Humans remains a key vulnerability point of enterprise security strategies, according to a report from IT security provider Arctic Wolf, which found that 48% of more than 1,000 senior IT and cybersecurity decision-makers surveyed experienced concrete evidence of a security breach in the past twelve months.
According to the State of Cybersecurity: 2024 Trends Report, almost three quarters (70%) of all companies surveyed were the target of attempted business email compromise (BEC) or email account takeover attacks last year, with almost a third (29%) falling victim to one or more successful BEC incidents.
Additionally, 61% of organizations worldwide identified an insider threat in the last year. In 29% of cases, this resulted in a security incident, and in another third (32%) the threat was identified and resolved before it escalated to a security incident. Even 6% of the 39% who did not identify an insider threat within the last year admitted that they believe they are at high risk for insider threats.
As Sebastian Schmerl, regional vice president of security services for EMEA at Arctic Wolf, points out, not all of these insider threats are malicious or intentional.
“In many cases, it is unsuspecting users who, unknowingly or manipulated by attackers, carry out actions that then lead to a security incident,” he explains.
Schmerl cites examples such as downloading potential malware through calls and emails from a fake service technician or clicking on phishing links in emails, SMS, WhatsApp, Slack, or Teams messages. He adds: “This type of insider threat, just like BEC, can be reduced through an effective security awareness program.”
Effective security awareness training
The emphasis here is should probably be on effective. That’s because, according to Arctic Wolf, 88% of companies worldwide already have some form of IT security training in place, and another 10% are in the process of introducing such a program within the next 12 months.
But not all security awareness training programs are equal. Moreover, end-users typically loathe the training regardless of whether you follow best practices.
Additionally interesting is the fact that only half of the 88% who have security awareness training in place decided to purchase and implement IT security training. The other 44% decided to develop their own security awareness program.
There is nothing wrong with a company taking this initiative, says Arctic Wolf — as long as it takes the time to develop a high-quality program that reinforces key security concepts at regular intervals. But according to the survey, of the companies with a security awareness program, only 42% use weekly topics and lessons, more than half have a monthly rhythm, and 7% require their employees to complete these lessons only once a year.
Furthermore, only 77% simulate phishing attacks. For the remaining 23%, the programs are based exclusively on lessons or explanations to explain possible phishing emails to their users. This is better than not educating users about how to identify phishing and report phishing attempts, comments training provider Arctic Wolf on the result, but not as effective as the practical approach with simulated phishing emails.
More transparency about security incidents
Another interesting result of the study: When it comes to security incidents, companies have become significantly more transparent. Last year, only 26% of those affected worldwide decided to disclose all or at least some of the information about their incident, but in the current study period two thirds (66%) made this information public. A third (30%) informed only the parties concerned.
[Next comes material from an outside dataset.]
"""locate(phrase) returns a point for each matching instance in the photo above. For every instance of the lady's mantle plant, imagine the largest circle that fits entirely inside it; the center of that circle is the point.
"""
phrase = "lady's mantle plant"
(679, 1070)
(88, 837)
According to Arctic Wolf’s Schmerl, the reasons for the increased openness are certainly the documentation and reporting requirements of existing or future stricter cybersecurity guidelines (such as NIS2). At the same time, companies can no longer be sure that attackers will not make the incident public, which can lead to significantly greater reputational damage, explains Schmerl. Nevertheless, this trend can be seen as positive: The cybersecurity community can take more effective measures if it has more information about how attackers operate.
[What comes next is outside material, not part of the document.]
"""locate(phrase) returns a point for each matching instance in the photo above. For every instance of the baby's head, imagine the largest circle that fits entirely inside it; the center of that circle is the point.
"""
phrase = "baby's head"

Data exfiltration on the rise
This is especially true as hackers have become more aggressive in recent years and not only encrypt data but also exfiltrate it, according to Arctic Wolf.
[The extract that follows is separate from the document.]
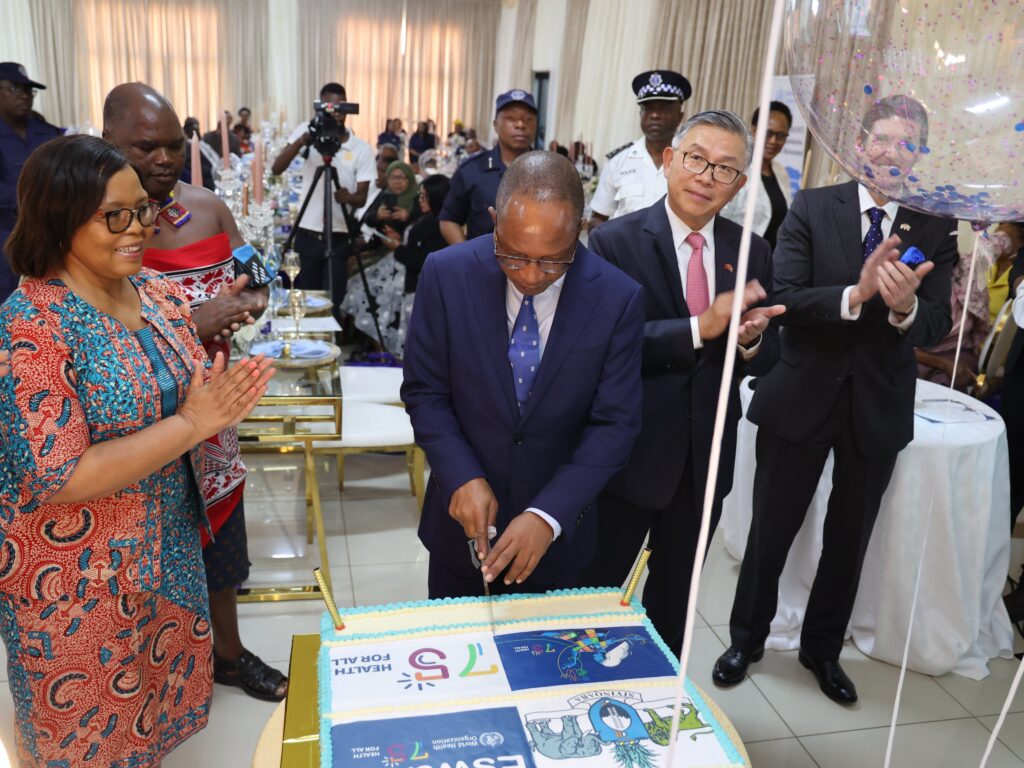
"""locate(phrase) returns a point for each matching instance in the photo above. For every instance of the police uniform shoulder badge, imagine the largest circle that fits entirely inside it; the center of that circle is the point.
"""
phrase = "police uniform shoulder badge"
(614, 152)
Of all the companies that have fallen victim to a ransomware attack in the last twelve months — 45% of those surveyed — the majority (86%) reported that successful data exfiltration was part of the attack. It is therefore not without reason that 51% of companies in the study named ransomware as the biggest concern of IT security managers worldwide.
The solution? “Good ransomware negotiators and a team that supports recovery and damage limitation measures throughout the entire process are crucial to keep the impact of the attacks and the damage as low as possible and to quickly regain business continuity,” says Schmerl.